Led by researchers from the National University of Singapore (NUS) using data from the Singapore Chinese Health Study, the study found an association between increased caffeine intake through coffee or tea and decreased incidence of physical frailty in aging.
“Our studies show that consumption of these caffeinated drinks at midlife may be associated with a reduced likelihood of physical frailty in late life,” Professor Koh Woon of the NUS Puay Yong Loo Lin School of Medicine said in an announcement of the publication. “However, further studies are still needed to confirm these longitudinal associations, and to investigate if these effects on physical frailty are mediated by caffeine or other chemical compounds.”

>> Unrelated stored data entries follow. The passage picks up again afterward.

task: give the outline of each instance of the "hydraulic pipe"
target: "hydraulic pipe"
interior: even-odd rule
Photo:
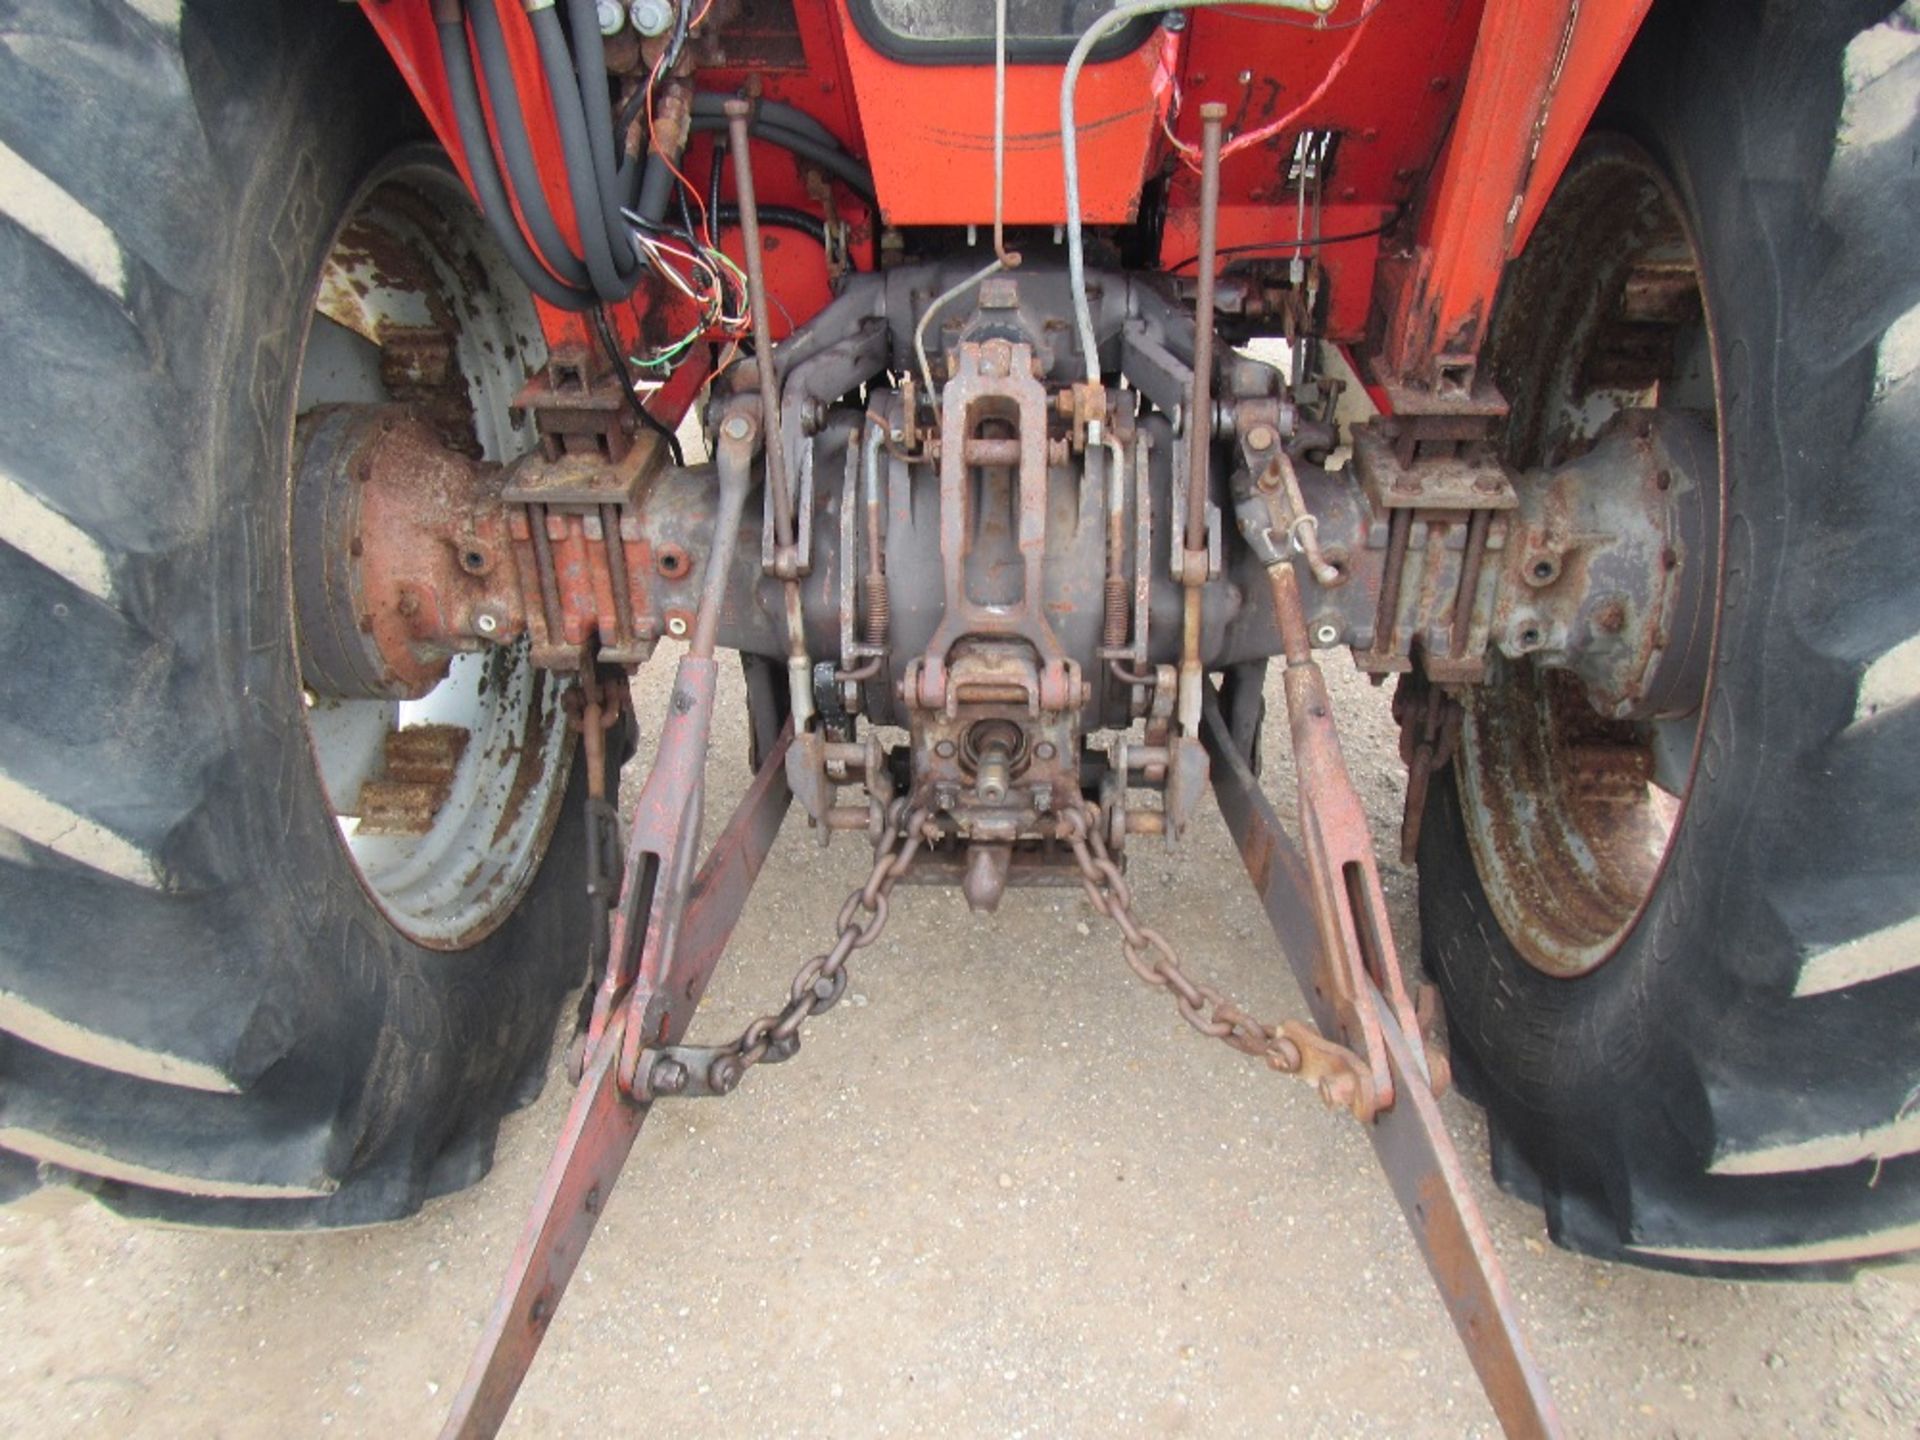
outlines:
[[[1020,252],[1007,249],[1007,0],[993,5],[993,255],[1012,269]]]
[[[594,293],[603,302],[625,299],[640,283],[642,267],[630,246],[624,247],[624,256],[614,253],[607,217],[600,210],[600,181],[594,174],[593,142],[588,138],[586,110],[574,76],[573,61],[567,53],[566,34],[560,28],[560,17],[550,5],[529,10],[527,21],[533,27],[535,46],[546,70],[554,123],[560,131],[560,153],[566,164],[567,188],[573,192],[574,225],[580,232],[580,248],[585,252]]]
[[[480,202],[480,213],[486,216],[514,273],[526,281],[528,289],[560,309],[584,310],[593,304],[593,296],[561,280],[549,270],[534,254],[533,247],[521,233],[520,222],[514,218],[513,203],[507,198],[506,182],[501,178],[499,167],[494,164],[493,141],[487,134],[479,82],[473,73],[473,56],[467,49],[463,11],[460,0],[435,0],[434,20],[440,33],[440,55],[446,69],[447,93],[453,102],[454,121],[460,130],[460,148],[466,155],[467,170],[473,178],[474,197]],[[583,281],[585,275],[585,269],[582,268]]]

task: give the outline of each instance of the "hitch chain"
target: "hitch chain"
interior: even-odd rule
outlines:
[[[1351,1110],[1361,1120],[1372,1118],[1373,1086],[1358,1055],[1301,1021],[1268,1025],[1255,1019],[1206,981],[1188,975],[1173,942],[1140,923],[1133,913],[1133,890],[1107,849],[1100,807],[1079,805],[1062,812],[1060,821],[1061,838],[1080,867],[1087,902],[1119,927],[1120,953],[1128,968],[1154,989],[1171,994],[1182,1020],[1243,1055],[1265,1060],[1282,1074],[1298,1075],[1315,1085],[1328,1105]]]
[[[787,1002],[760,1015],[724,1045],[649,1047],[635,1071],[636,1098],[698,1099],[731,1093],[755,1065],[776,1065],[800,1048],[800,1030],[824,1015],[847,993],[847,961],[880,938],[886,928],[894,885],[913,865],[927,842],[930,817],[909,810],[903,797],[887,807],[880,838],[874,842],[873,868],[840,907],[834,941],[795,972]]]

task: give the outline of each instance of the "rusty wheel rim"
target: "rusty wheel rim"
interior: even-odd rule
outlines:
[[[1590,141],[1528,256],[1502,294],[1491,354],[1513,400],[1510,464],[1574,459],[1630,408],[1689,411],[1720,434],[1699,249],[1651,156]],[[1456,766],[1475,867],[1508,941],[1548,975],[1587,975],[1618,953],[1684,824],[1718,635],[1724,450],[1703,478],[1692,498],[1710,508],[1694,523],[1714,543],[1679,580],[1709,633],[1685,685],[1667,686],[1657,708],[1603,715],[1572,674],[1496,657],[1466,699]]]
[[[451,363],[444,383],[422,386],[416,351],[436,334]],[[544,354],[525,287],[458,177],[438,151],[410,147],[367,179],[333,233],[296,409],[404,400],[458,448],[511,459],[533,438],[512,423],[512,398]],[[290,550],[289,575],[302,563],[313,557]],[[524,640],[455,656],[417,699],[317,685],[303,673],[307,737],[361,887],[416,944],[484,938],[525,894],[558,815],[573,748],[559,687]]]

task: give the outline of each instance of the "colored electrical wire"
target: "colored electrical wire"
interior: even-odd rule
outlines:
[[[1270,140],[1275,135],[1292,129],[1293,126],[1299,122],[1302,115],[1319,104],[1321,98],[1326,95],[1327,91],[1333,88],[1333,82],[1340,78],[1340,72],[1347,68],[1347,61],[1353,58],[1353,52],[1360,44],[1360,37],[1367,33],[1367,21],[1373,18],[1373,12],[1378,10],[1382,3],[1384,3],[1384,0],[1368,0],[1367,8],[1354,17],[1350,27],[1353,33],[1347,37],[1347,43],[1340,47],[1340,53],[1333,57],[1333,63],[1327,67],[1327,73],[1320,77],[1320,83],[1307,92],[1306,99],[1287,111],[1287,113],[1279,119],[1270,120],[1256,130],[1249,130],[1246,134],[1236,135],[1233,139],[1227,141],[1225,145],[1220,147],[1220,163],[1224,165],[1227,163],[1229,156],[1237,155],[1242,150],[1251,149],[1262,141]],[[1187,164],[1193,169],[1199,169],[1200,162],[1198,156],[1189,156],[1183,151],[1182,158],[1185,159]]]
[[[638,419],[642,425],[646,426],[647,429],[653,431],[654,434],[664,440],[667,445],[667,454],[673,457],[673,463],[684,467],[687,463],[687,457],[686,453],[680,448],[680,437],[673,433],[672,427],[670,427],[666,421],[647,409],[647,407],[641,403],[640,397],[633,393],[633,382],[627,379],[626,366],[621,363],[620,359],[620,339],[615,331],[613,321],[607,315],[606,306],[601,305],[595,308],[593,311],[593,323],[600,333],[600,343],[606,347],[607,359],[612,361],[614,368],[620,372],[620,391],[627,397],[627,404],[633,407],[635,418]]]

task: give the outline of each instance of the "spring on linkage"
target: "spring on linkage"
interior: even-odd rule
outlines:
[[[1106,623],[1101,627],[1100,643],[1118,650],[1127,643],[1127,581],[1124,575],[1107,576]]]
[[[867,576],[867,644],[882,647],[887,643],[888,623],[893,618],[893,601],[887,594],[887,577],[875,572]]]

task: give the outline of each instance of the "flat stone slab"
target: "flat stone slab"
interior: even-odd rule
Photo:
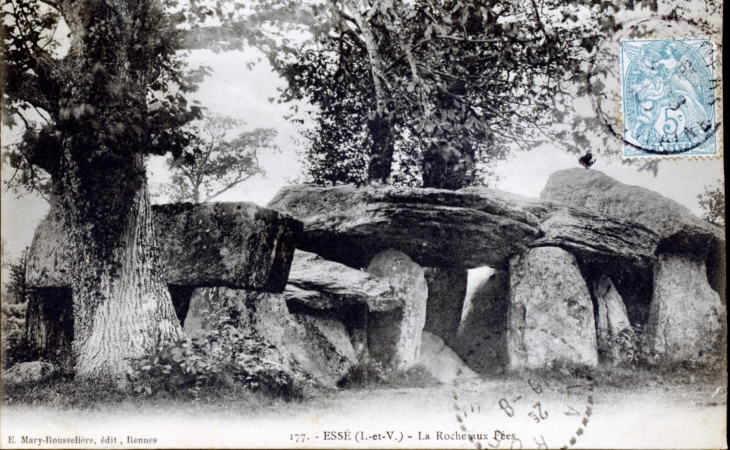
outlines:
[[[630,220],[565,208],[546,214],[531,247],[560,247],[580,260],[615,268],[645,268],[656,260],[659,236]]]
[[[365,305],[368,311],[384,312],[404,304],[403,295],[385,280],[299,250],[294,253],[284,298],[320,310]]]
[[[507,267],[539,223],[489,197],[395,186],[287,186],[268,207],[304,223],[298,248],[358,269],[389,248],[424,267]]]
[[[567,169],[548,178],[540,198],[637,222],[673,252],[702,253],[725,246],[725,233],[679,203],[649,189],[621,183],[597,170]]]
[[[167,284],[282,292],[302,224],[253,203],[173,203],[152,207]],[[71,285],[61,215],[38,225],[28,254],[30,287]]]
[[[678,185],[681,189],[681,184]],[[597,170],[567,169],[548,178],[540,198],[598,214],[630,219],[659,236],[657,253],[705,260],[710,286],[726,301],[725,232],[679,203],[649,189],[621,183]]]
[[[484,187],[458,192],[490,198],[502,202],[505,208],[521,209],[534,216],[540,234],[530,247],[560,247],[583,262],[616,268],[645,268],[656,260],[659,236],[630,219]]]

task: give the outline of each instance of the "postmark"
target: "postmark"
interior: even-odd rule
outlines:
[[[624,158],[717,156],[709,39],[622,40]]]
[[[594,414],[593,380],[574,377],[565,382],[539,373],[511,378],[506,385],[455,380],[455,419],[471,446],[479,450],[578,448]]]

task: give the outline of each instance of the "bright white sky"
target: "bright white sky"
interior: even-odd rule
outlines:
[[[262,157],[266,178],[251,179],[221,196],[220,201],[252,201],[265,205],[282,186],[295,180],[301,173],[302,162],[297,155],[297,149],[302,148],[301,144],[297,144],[301,135],[285,119],[291,114],[290,105],[269,101],[270,97],[278,96],[277,88],[283,86],[283,80],[271,71],[265,60],[252,70],[246,68],[246,63],[258,56],[254,51],[218,55],[210,51],[195,51],[190,57],[191,64],[205,64],[214,69],[213,75],[192,98],[199,100],[211,112],[243,119],[247,129],[273,127],[279,133],[277,144],[281,147],[281,153]],[[3,144],[13,138],[13,133],[3,128]],[[551,173],[577,166],[576,155],[553,147],[516,153],[509,160],[498,164],[500,180],[496,187],[537,197]],[[636,167],[622,165],[619,156],[612,159],[599,156],[592,170],[600,170],[624,183],[655,190],[687,206],[696,214],[699,213],[697,195],[704,192],[705,186],[715,185],[718,179],[723,178],[721,159],[664,161],[656,177],[649,172],[637,172]],[[156,185],[167,180],[163,158],[153,158],[149,169],[154,190]],[[2,179],[7,180],[10,175],[10,169],[3,167]],[[11,257],[16,258],[23,248],[30,245],[35,226],[47,209],[47,204],[37,196],[16,198],[12,193],[3,192],[2,237],[7,243],[5,251]]]

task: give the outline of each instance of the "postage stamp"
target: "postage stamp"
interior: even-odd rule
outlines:
[[[621,41],[623,157],[717,156],[709,39]]]

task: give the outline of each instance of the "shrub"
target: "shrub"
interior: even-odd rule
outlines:
[[[23,361],[26,354],[25,311],[28,306],[28,288],[25,283],[27,250],[16,262],[5,262],[8,282],[3,284],[0,310],[0,341],[2,341],[2,368],[7,369]]]
[[[370,360],[353,367],[340,382],[340,387],[426,387],[438,383],[420,364],[407,370],[393,370],[380,361]]]
[[[241,327],[237,311],[222,308],[209,316],[211,329],[200,337],[131,361],[128,377],[135,393],[183,391],[197,399],[204,388],[242,386],[285,399],[302,396],[307,377],[277,361],[276,348],[251,327]]]

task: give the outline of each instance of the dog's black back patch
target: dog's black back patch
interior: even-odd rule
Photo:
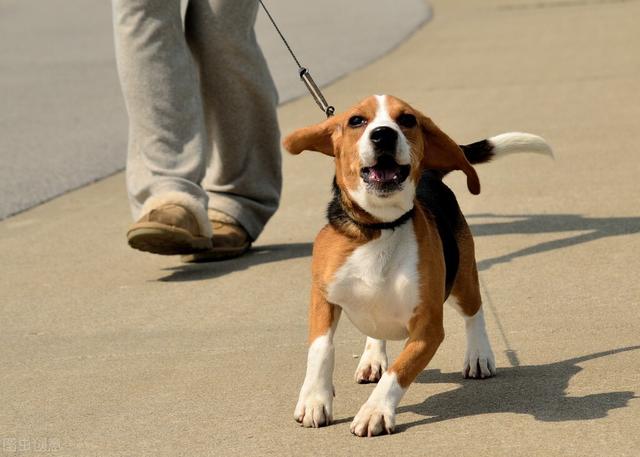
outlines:
[[[442,174],[436,171],[423,172],[416,189],[416,197],[422,209],[433,216],[442,240],[446,267],[446,298],[451,292],[460,263],[456,241],[456,233],[460,228],[460,206],[454,193],[442,182]]]

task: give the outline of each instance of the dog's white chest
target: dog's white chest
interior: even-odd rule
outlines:
[[[410,222],[382,230],[335,273],[327,298],[364,334],[400,340],[419,301],[418,244]]]

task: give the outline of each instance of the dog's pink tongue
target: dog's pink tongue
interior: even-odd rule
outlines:
[[[371,174],[373,175],[373,179],[376,181],[391,181],[393,179],[394,173],[394,170],[374,168]]]

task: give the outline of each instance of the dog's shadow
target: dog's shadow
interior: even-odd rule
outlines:
[[[213,279],[234,271],[247,270],[256,265],[287,259],[309,257],[313,243],[270,244],[257,246],[247,254],[219,262],[186,263],[166,268],[169,274],[158,279],[162,282],[198,281]]]
[[[629,400],[638,398],[635,392],[570,396],[566,393],[569,381],[582,370],[578,365],[582,362],[637,349],[640,346],[613,349],[545,365],[498,368],[495,378],[485,380],[463,379],[459,372],[425,370],[416,378],[416,383],[459,384],[459,387],[432,395],[422,403],[398,408],[398,413],[412,412],[426,417],[401,424],[397,430],[491,413],[529,414],[545,422],[606,417],[610,410],[624,408]]]

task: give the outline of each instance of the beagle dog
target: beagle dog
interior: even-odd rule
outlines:
[[[407,103],[376,95],[293,132],[284,146],[335,159],[329,223],[313,246],[310,346],[296,421],[331,423],[333,335],[342,311],[367,335],[356,381],[378,383],[351,423],[355,435],[392,433],[400,399],[444,339],[447,299],[465,320],[463,376],[495,375],[473,238],[442,178],[461,170],[478,194],[472,164],[511,152],[550,154],[547,143],[506,133],[458,146]],[[385,340],[402,339],[404,350],[387,368]]]

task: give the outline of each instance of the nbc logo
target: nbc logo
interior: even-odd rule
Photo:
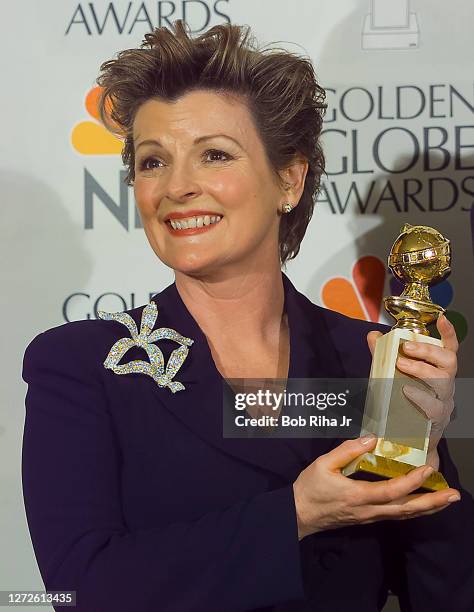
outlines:
[[[352,278],[333,277],[327,280],[321,289],[321,301],[326,308],[341,314],[378,323],[384,311],[382,306],[383,290],[387,271],[385,265],[373,255],[359,258],[352,266]],[[400,295],[402,284],[393,276],[390,279],[390,292]],[[436,304],[447,308],[454,297],[454,290],[447,280],[430,289],[430,295]],[[459,342],[467,335],[467,321],[455,310],[446,310],[446,317],[456,329]],[[433,332],[435,335],[436,332]]]
[[[86,95],[87,121],[77,123],[71,133],[74,149],[82,155],[120,155],[123,143],[108,130],[99,117],[98,103],[101,87],[92,88]]]

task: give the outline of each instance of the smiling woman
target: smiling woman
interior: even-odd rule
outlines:
[[[267,190],[273,188],[252,194],[252,200],[273,197],[277,206],[275,190],[281,200],[286,186],[286,200],[298,203],[279,227],[281,261],[298,253],[324,170],[319,134],[325,92],[309,59],[278,48],[257,50],[250,30],[237,26],[216,26],[191,39],[177,21],[174,32],[156,29],[141,49],[120,52],[101,70],[100,113],[112,131],[125,136],[122,159],[129,184],[152,176],[153,184],[158,177],[160,184],[174,178],[179,191],[179,172],[207,164],[209,180],[228,176],[222,189],[230,190],[232,179],[246,178],[252,170],[254,183],[261,178]],[[162,133],[163,124],[170,126],[168,134]],[[151,173],[151,163],[162,165]],[[295,191],[279,171],[298,163],[303,167],[296,172],[303,174],[307,166],[307,174]],[[162,176],[170,166],[177,176]]]
[[[472,612],[474,502],[440,439],[456,372],[446,319],[444,347],[400,362],[444,381],[430,467],[357,482],[341,468],[374,438],[223,437],[224,395],[365,378],[386,331],[316,306],[281,271],[324,169],[311,61],[259,49],[248,27],[193,39],[178,21],[102,64],[98,83],[175,282],[27,348],[23,491],[46,587],[76,591],[80,612],[375,612],[389,589],[404,610]],[[268,433],[285,406],[254,408],[239,418]],[[455,488],[414,493],[438,466]]]
[[[133,132],[142,223],[178,283],[182,274],[248,268],[252,261],[279,269],[283,194],[243,99],[195,89],[174,102],[148,100]],[[295,163],[288,172],[299,191],[306,167]]]

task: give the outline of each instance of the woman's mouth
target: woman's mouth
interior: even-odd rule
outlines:
[[[166,225],[171,233],[188,236],[210,230],[221,219],[221,215],[190,216],[182,219],[168,219]]]

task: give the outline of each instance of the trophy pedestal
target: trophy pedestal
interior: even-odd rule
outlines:
[[[342,473],[353,478],[379,480],[407,474],[426,463],[431,421],[403,393],[405,384],[430,390],[423,381],[396,368],[401,344],[427,342],[443,346],[441,340],[409,329],[392,329],[378,338],[375,346],[364,408],[361,436],[373,433],[377,446],[347,465]],[[448,488],[439,472],[434,472],[423,489]]]
[[[347,465],[342,473],[355,480],[386,480],[396,476],[404,476],[414,470],[414,465],[395,461],[388,457],[365,453]],[[440,491],[447,489],[448,483],[440,472],[433,472],[421,485],[421,491]]]

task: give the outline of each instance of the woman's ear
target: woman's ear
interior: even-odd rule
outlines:
[[[282,206],[289,202],[294,208],[298,204],[303,194],[307,172],[308,160],[304,157],[296,157],[290,166],[280,170],[279,174],[283,182]]]

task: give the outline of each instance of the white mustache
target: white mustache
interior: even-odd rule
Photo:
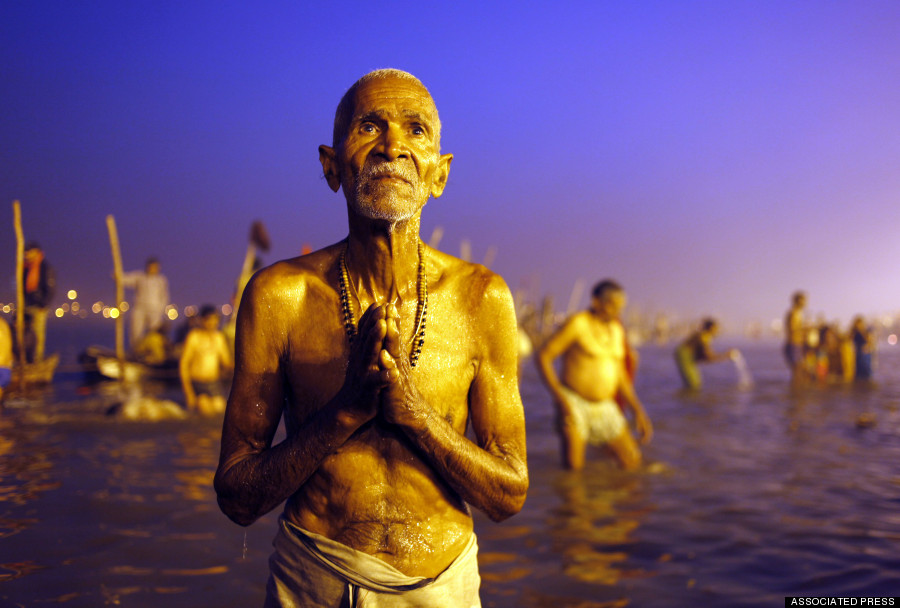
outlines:
[[[361,181],[378,179],[381,177],[394,177],[402,179],[408,184],[417,181],[417,175],[408,165],[401,163],[366,163],[359,174]]]

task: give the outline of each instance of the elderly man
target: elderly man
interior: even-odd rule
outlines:
[[[618,283],[601,281],[590,309],[569,317],[538,353],[538,370],[557,407],[563,464],[569,469],[584,466],[588,443],[609,448],[626,470],[640,466],[641,450],[617,397],[634,413],[641,441],[653,434],[625,368],[627,345],[619,321],[625,302]],[[553,368],[557,357],[562,358],[560,375]]]
[[[357,81],[319,148],[349,236],[244,292],[215,487],[241,525],[287,500],[266,606],[479,606],[468,505],[499,521],[525,500],[512,297],[419,238],[440,128],[415,77]]]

The study adds to a mounting pile of research suggesting regular coffee consumption may result in health benefits as humans age. Multiple major studies have linked coffee consumption with longer life. Additional recent studies have associated regular coffee consumption with reduced risk of stroke and dementia, Alzheimer’s and high blood pressure. Another study focused on frailty associated coffee drinking with reduced risk of hip fractures among women.
The Singapore-led study, which relied on self-reporting and measured physical tests through a 20-year period, was published this summer in the Journal of the American Medical Directors Association (JAMDA).
The researchers found that regular coffee and caffeine drinkers fared much better than non-coffee-drinkers in physical tests related to hand grip strength and physical mobility — the latter measured by a standard Timed Up and Go (TUG) test. The associations were less pronounced in self-reported frailty-related measures such as weight loss and exhaustion.